部室はGETしたが、新設のクラブには生徒会からの予算もないし、部費を集めるにしたって、たかだか五人じゃ、たかが知れている。
金儲けの前に、金儲けのための資金が要るのだ。
難問だった。
「セイ、AZを稼ぐに当たって資金が要るわ。当面、生徒会のお金を流用したら、どうかしら?」
久保の健全な(?)提案は、生徒会からの予算が期待できないので、生徒会自体の予算を一時的に流用しようという常識的な(!)ものだった。

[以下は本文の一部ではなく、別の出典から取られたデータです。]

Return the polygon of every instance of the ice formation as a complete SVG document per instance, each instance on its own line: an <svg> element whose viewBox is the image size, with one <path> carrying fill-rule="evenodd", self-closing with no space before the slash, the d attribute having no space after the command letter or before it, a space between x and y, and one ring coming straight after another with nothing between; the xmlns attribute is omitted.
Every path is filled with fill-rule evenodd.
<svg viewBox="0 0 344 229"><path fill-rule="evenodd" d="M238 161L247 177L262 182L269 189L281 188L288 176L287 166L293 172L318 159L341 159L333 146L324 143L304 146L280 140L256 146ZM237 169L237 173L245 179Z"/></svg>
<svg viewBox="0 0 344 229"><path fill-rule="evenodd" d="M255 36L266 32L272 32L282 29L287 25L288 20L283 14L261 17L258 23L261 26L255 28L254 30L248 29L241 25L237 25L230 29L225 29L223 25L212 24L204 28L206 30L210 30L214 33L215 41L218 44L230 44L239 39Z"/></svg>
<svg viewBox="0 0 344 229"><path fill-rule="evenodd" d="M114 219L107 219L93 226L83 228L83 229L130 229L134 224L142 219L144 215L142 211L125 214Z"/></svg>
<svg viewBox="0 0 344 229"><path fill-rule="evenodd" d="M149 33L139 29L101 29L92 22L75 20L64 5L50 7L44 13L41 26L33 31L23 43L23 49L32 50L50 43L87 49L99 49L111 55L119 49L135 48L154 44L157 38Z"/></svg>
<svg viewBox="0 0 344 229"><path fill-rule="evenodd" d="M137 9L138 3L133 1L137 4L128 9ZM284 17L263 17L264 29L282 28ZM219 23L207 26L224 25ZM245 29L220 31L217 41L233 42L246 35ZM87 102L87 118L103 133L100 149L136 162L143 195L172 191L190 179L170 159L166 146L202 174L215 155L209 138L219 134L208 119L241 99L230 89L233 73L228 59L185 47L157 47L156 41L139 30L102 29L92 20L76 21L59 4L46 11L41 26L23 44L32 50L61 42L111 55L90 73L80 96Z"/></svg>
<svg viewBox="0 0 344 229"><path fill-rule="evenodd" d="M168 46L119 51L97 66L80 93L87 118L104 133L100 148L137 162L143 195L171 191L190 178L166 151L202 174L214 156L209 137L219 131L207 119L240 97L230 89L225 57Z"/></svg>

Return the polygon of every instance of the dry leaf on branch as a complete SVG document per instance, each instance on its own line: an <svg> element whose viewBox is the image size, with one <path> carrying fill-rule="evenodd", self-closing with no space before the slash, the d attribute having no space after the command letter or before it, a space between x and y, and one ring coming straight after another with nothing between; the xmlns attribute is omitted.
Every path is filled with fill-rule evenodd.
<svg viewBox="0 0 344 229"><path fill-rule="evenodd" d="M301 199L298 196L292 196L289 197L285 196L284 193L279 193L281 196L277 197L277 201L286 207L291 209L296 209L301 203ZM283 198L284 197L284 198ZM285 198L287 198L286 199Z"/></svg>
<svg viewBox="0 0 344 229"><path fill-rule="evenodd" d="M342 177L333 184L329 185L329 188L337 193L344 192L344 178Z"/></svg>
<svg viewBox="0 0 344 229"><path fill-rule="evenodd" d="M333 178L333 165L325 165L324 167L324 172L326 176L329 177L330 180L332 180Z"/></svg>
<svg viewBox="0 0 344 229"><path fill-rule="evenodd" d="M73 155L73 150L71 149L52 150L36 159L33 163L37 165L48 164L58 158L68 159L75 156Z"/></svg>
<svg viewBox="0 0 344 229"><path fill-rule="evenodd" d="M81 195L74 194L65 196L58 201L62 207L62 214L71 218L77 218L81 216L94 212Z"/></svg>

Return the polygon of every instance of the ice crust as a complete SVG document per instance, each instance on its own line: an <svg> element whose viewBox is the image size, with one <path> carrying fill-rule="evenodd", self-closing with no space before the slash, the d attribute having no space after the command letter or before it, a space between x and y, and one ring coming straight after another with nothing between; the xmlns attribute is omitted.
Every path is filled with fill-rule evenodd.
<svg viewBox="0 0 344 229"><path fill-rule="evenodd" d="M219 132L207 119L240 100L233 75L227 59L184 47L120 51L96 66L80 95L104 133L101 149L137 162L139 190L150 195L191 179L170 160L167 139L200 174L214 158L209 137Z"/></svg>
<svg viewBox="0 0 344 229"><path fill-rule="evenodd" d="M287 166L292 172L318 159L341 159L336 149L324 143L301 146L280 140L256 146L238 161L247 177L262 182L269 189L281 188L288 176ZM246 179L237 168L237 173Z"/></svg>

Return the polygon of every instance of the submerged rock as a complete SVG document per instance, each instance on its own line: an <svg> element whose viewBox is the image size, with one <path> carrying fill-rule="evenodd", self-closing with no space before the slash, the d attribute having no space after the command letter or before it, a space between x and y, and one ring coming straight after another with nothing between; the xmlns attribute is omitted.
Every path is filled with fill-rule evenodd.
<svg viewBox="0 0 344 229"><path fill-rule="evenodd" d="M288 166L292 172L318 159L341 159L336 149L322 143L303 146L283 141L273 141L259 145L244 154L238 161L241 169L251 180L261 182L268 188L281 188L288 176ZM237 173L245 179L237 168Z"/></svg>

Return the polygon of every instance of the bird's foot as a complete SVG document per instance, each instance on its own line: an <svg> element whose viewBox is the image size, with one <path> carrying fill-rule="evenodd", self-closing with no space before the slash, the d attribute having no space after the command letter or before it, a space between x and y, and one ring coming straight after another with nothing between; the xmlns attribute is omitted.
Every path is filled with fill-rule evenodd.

最初の立ち上げ資金を借りて、AZが儲かったら返済すれば良いというのだ。
確かに、AZには、生徒会会長もいれば、書記もいる。どうともなるように思われた。
一同の心が揺れた。
だが、ここに、非常識なのに常識的な見解を口にする超非常識な人物がいた。
言わずと知れた早川だ。
「駄目だ。リョウコ。サスペンスなんかで、横領に問われるのが、まさにそれだ。
始めは、会社に被害を与えるつもりはなくても、流用しているうちに、にっちもさっちもいかなくなって、本格的な横領になってしまうんだ。で、それが殺人事件に繋がるんだ」
平凡な県立高校で、殺人事件を論ずる早川に、一同、頭を抱えた。
極端なんだよ。お前は!一同、そう叫びたかった。
だが、この場においては、早川がルールなのだ。
一同、やけくそになって続きを促した。
「止めておこう。資金なんかなくても、それなりの獲得方法があるもんさ。ワタシ達は、善良な普通の高校生なんだぞ」
早川が断言した。
一理ある話である。
だが、この人に善良な普通の高校生だと言われたくはない。
お前がそれを言うか?
お前の教科書は、テレビのサスペンスか?
一同、心の中で涙した。
巻き込まれた一同は、早川の暇つぶしに振り回されることになります。